Cosenza, polizia violenta. Un colpo alla libertà di stampa (di Fabio Anselmo)

di Fabio Anselmo, avvocato

Gabriele Carchidi. Giornalista.
Quello che leggo oggi su Repubblica è allucinante.
Fermato dalla polizia mentre camminava, in tuta da ginnastica, lungo il marciapiede che percorre ogni giorno.
La richiesta di documenti. Nessuna spiegazione.
Lui chiede il motivo.
La risposta: toni minacciosi, strattoni, forza fisica.
Lo bloccano. Lo costringono a terra. Uno degli agenti ha un ginocchio vicino alla schiena.
Carchidi ha paura. Ricorda George Floyd.

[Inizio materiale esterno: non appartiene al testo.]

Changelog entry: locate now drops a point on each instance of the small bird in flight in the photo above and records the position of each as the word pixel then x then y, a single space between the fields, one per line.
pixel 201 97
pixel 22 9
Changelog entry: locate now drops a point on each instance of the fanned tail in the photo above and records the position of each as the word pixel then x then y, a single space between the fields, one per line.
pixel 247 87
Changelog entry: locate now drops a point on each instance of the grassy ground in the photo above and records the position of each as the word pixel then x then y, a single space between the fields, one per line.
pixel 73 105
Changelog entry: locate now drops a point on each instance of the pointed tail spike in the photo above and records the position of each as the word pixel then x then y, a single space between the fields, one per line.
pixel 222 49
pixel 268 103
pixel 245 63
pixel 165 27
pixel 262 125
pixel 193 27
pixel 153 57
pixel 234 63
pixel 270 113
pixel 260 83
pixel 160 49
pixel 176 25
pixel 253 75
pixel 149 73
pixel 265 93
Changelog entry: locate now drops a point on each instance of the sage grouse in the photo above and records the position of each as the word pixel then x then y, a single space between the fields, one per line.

Ricorda altri fermi finiti male.
E ha ragione ad aver paura.
C’è un video. Parla da solo.
Un intervento sproporzionato. Insensato. Inaccettabile.
Lo portano in questura. Lo fotosegnalano. Gli prendono le impronte.
E alla fine lo denunciano per resistenza a pubblico ufficiale.
Ma non basta. Qualcuno gli dice: “Tu sei un diffamatore.”
Lo conoscevano. Sapevano chi fosse. Lo avevano già deciso.
E allora tutto cambia.

Perché questo non è solo un fermo. È un messaggio.
Un tentativo di intimidire.
Di zittire chi scrive. Chi denuncia. Chi non si allinea.
Carchidi è il direttore di un portale locale che spesso tocca nervi scoperti. Le sue inchieste più recenti?
Proprio sulla polizia di Cosenza: droga scomparsa dopo i sequestri, soldi mai arrivati nelle casse dello Stato, ricatti, talpe, minacce.
Denunce pubbliche, nero su bianco.
Un colpo alla libertà di stampa. Ai diritti fondamentali. Alla legalità.
Non si può identificare una persona con la forza.
Non si può ridurre al silenzio un giornalista con queste modalità.
Non si può confondere il dovere con l’abuso.
La legge non è — e non deve mai diventare — la legge del più forte.
Ora più che mai non spostiamo la luce su questo caso.